Julius Caesar ruled from February-March 44BCE. Even though he only ruled for a short period of time he played a vital role in the transformation of the republic of Rome.

Caesar was a general in the Roman army. Upon leaving the army he began a career in politics, being elected as a consul in 60 BCE and the Governor of northern Italy and southern France in 59 BCE. He then decided to invade France and Belgium (which at this time were under the name of Gaul). 


An old Metal Roman coin, Showing the Head of Caesar with an inscription around the outside.  The coin is very mis-shapen and more square than round.
Metal Roman Coin

After this there were a number of civil wars between Caesar and various rivals. Caesar appointed himself as the ruler of Rome. This worried many people who did not want a dictator. A dictator is someone who tells you what to do and who you must obey. They feared that his next step would be to make himself king, which worried the senate (the Roman government). 

On 15 March 44 BCE, Caesar went to the senate. Here he was attacked by a group of men including one called Brutus. He was attacked with daggers and received a total of 23 stab wounds. He died from his injuries. Caesar had trusted Brutus, but when Brutus saw that he may make himself king he turned on his friend.
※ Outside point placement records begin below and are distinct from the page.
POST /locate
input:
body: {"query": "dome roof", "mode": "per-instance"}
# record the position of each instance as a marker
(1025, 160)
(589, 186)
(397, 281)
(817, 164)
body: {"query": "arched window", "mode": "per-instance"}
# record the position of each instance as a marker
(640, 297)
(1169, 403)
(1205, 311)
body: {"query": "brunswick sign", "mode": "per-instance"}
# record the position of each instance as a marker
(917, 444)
Claudius was another Roman ruler. He was in charge between January 41 CE and October 54 CE. He was particularly important in the history of the Roman empire, as he added Britain, northern Africa and part of Turkey to the Roman Empire. He was fatally poisoned on 13 October, possibly by his wife who feared that he would give preference to his son from a previous marriage, instead of Nero who was the son of both of them. Nero did in fact become the next ruler of the Romans.

Septimius Severus ruled the Roman Empire, he was the first African Emperor and came over to Yorkshire where he ruled from York. York was proclaimed the capital of 'Britannia Inferior', which is what Northern England used to be known as. Septimius Severus was ruthless and used the army to his own advantage.

A Corroded Coin showing Septimius Severus.  The inscription around the outside is very faint and difficult to see.